Review: David Beattie




This is the first sound you hear when entering the never before seen Monumnents Room in Mary’s Hall. You are absorbed by the entire room, with it being very busy. It is in an old crypt with beautiful old stone walls.

There is a representation of the moon composed of two shapes, one yellow and the other green, mounted on a three-panel green board. However, the invigilator showed us how the yellow spotlight is all that makes the larger shape appear green, when in reality the shape is blue. This plays on ideas of misperception, depending on your perspective and knowledge.

A transmitter projects a signal towards the green panel to the representation of the moon and the signal bounces back, put through a heart rate monitor. The monitor beeps at the average rate of a heart, determined by the distance from transmitter to board, i.e. the time taken for the signal to bounce back and forth. This introduces the theme of mortality to the work.

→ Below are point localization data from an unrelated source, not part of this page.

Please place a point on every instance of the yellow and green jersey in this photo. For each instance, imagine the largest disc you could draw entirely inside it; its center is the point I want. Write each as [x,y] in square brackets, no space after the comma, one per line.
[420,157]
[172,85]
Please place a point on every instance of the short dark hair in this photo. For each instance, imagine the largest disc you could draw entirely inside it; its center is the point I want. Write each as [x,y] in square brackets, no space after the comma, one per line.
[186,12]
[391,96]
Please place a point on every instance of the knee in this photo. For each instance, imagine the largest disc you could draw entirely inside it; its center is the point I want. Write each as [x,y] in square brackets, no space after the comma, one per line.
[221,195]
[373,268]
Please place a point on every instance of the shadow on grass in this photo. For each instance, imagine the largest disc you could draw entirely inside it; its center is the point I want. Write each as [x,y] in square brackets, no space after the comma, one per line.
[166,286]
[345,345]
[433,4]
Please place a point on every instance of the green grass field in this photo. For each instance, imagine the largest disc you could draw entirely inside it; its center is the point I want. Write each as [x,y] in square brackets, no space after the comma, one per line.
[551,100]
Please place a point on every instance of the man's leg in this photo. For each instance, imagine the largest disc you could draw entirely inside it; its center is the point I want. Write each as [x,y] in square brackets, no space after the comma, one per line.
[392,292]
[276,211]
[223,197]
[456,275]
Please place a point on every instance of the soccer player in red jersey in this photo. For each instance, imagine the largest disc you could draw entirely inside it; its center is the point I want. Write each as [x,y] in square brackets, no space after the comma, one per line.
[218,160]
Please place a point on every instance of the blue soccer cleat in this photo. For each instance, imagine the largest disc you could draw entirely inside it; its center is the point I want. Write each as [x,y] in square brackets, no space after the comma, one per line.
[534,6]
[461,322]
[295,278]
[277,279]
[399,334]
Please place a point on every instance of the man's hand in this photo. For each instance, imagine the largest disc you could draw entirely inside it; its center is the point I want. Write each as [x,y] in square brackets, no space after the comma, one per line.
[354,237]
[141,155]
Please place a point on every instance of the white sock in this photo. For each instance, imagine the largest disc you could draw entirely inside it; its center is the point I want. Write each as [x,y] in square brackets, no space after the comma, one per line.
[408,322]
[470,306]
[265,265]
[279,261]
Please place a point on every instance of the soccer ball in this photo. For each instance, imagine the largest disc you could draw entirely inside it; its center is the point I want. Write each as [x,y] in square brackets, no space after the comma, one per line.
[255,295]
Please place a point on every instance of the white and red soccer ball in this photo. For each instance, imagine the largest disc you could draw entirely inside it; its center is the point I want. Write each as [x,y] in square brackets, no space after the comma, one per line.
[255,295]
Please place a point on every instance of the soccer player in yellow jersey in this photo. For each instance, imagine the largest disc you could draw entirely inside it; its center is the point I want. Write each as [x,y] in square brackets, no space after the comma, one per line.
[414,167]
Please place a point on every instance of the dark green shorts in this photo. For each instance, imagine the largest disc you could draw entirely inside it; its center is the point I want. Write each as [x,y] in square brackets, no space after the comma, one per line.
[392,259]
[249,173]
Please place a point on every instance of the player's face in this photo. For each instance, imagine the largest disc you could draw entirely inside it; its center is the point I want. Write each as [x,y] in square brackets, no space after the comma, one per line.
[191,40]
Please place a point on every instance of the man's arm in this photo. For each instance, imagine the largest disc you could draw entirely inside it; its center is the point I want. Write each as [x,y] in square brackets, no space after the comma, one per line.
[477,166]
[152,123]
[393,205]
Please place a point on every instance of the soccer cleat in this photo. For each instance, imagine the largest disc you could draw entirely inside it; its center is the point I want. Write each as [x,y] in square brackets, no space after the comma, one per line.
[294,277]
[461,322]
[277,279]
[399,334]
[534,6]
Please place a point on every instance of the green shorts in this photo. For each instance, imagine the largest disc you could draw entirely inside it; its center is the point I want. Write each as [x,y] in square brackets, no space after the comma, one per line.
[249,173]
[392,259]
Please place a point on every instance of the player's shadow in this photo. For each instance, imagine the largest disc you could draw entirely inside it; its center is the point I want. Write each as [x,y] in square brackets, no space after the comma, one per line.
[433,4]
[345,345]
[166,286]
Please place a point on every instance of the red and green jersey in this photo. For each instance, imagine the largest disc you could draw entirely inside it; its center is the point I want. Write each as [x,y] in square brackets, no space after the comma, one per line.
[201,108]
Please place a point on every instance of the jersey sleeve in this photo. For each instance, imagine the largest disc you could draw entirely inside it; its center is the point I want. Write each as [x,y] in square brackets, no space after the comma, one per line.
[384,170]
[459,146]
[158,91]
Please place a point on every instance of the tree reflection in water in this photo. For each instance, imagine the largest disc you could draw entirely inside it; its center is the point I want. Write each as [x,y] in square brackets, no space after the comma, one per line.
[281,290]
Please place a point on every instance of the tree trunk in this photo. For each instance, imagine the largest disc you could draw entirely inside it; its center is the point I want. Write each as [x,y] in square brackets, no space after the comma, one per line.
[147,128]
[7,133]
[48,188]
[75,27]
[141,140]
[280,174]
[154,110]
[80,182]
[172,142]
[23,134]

The piece mimics a project called ‘Project Diana’ in 1946 – the first attempt to measure the distance from the earth to the moon. Also, coincidentally we discovered that the invigilator (Richard, who was super nice 🙂 and very well-informed) has a pacemaker himself. This was incredible that of all the invigilators, Richard was chosen to invigilate this work!

Beattie’s work can be seen in the Monuments Room in St Mary’s Hall throughout Arts Week. It is a must see.